I still don’t get it.

ok, wait… have a 11 o clock, will type in at arnd 11.30

Just spotted it said “arbitrage dollar profit per ADF”. I misread it as profit per dollar. So the answer is 0.00748882682*.143 = 0.001071 ~= .0011 (A).

  1. Borrow ADF, convert to USD spot, invest dollar After 1 year the payout is = .1432 * 1.072 = .15351 2) To cover ADF exposure on the forward date, you enter into a forward contract to buy 1.066 ADF(you borrowed 1 ADF, so you owe 1.066 ADF on the forward date) and sell 1.066 \* .1430 = .152438 You realize a arbitrage profit of (1) - (2) = ~0.0011 on the forward date.

I do not understand why the answer isn’t D. .1432(1.066/1.072) = .1424 .1430-.1424 = .0006 I read the section, think I get it, then come here and get bitchslapped.

Smarshy Wrote: ------------------------------------------------------- > I do not understand why the answer isn’t D. > > .1432(1.066/1.072) = .1424 It’s 0.1432 * 1.072/1.066 to get the appropriate fwd rate. > .1430-.1424 = .0006 Even after you get the correct fwd rate, you can’t just take the difference between fwd and spot to get the arbitrage profit because they settle on different dates and thus need the time-value adjustment. > > I read the section, think I get it, then come here > and get bitchslapped.

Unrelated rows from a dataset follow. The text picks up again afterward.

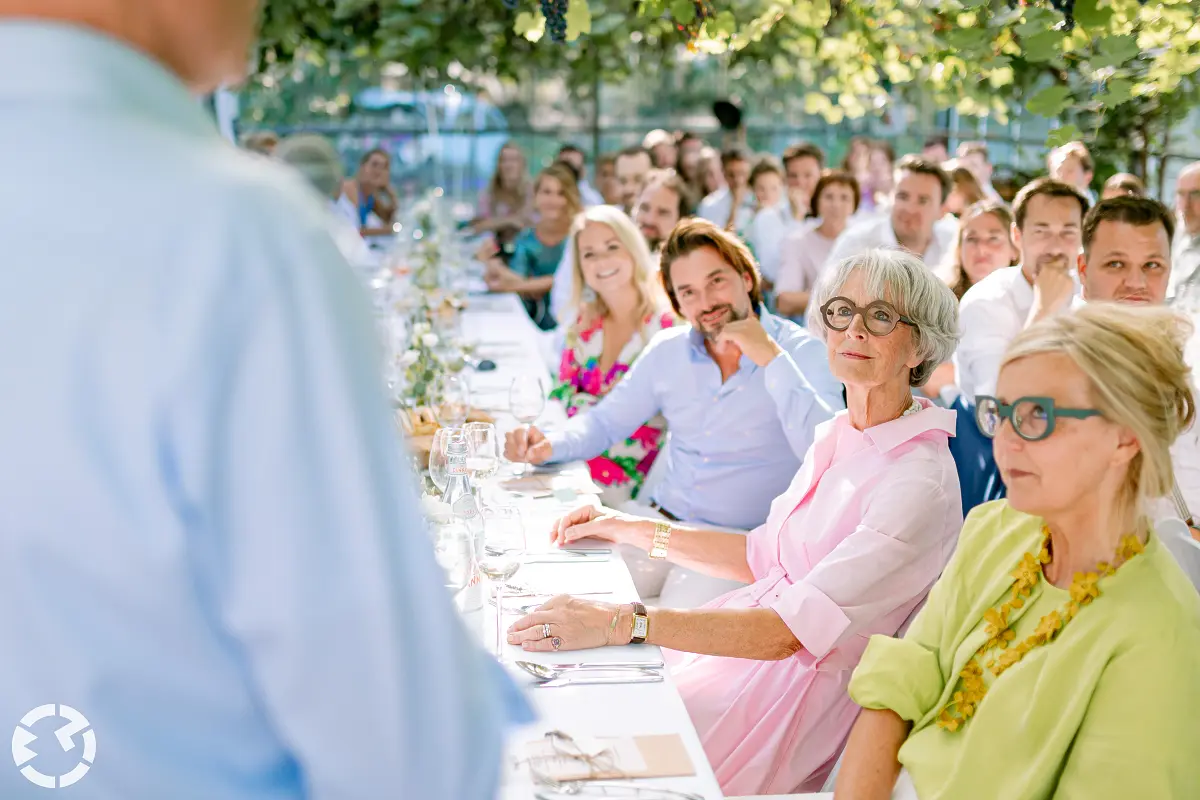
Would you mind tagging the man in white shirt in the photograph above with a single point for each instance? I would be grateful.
(1127, 258)
(573, 156)
(919, 202)
(1048, 232)
(1186, 265)
(210, 545)
(976, 158)
(633, 166)
(664, 202)
(729, 206)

chrismaths Wrote: ------------------------------------------------------- > Just spotted it said “arbitrage dollar profit per > ADF”. I misread it as profit per dollar. > > So the answer is 0.00748882682*.143 = 0.001071 ~= > .0011 (A). yep perfect… I had the same problem

I don’t get your calc 1.072-0.143*1.066/.1432 You are multiplying the future rate 0.143 with the interest rate and then divide it by the spot rate?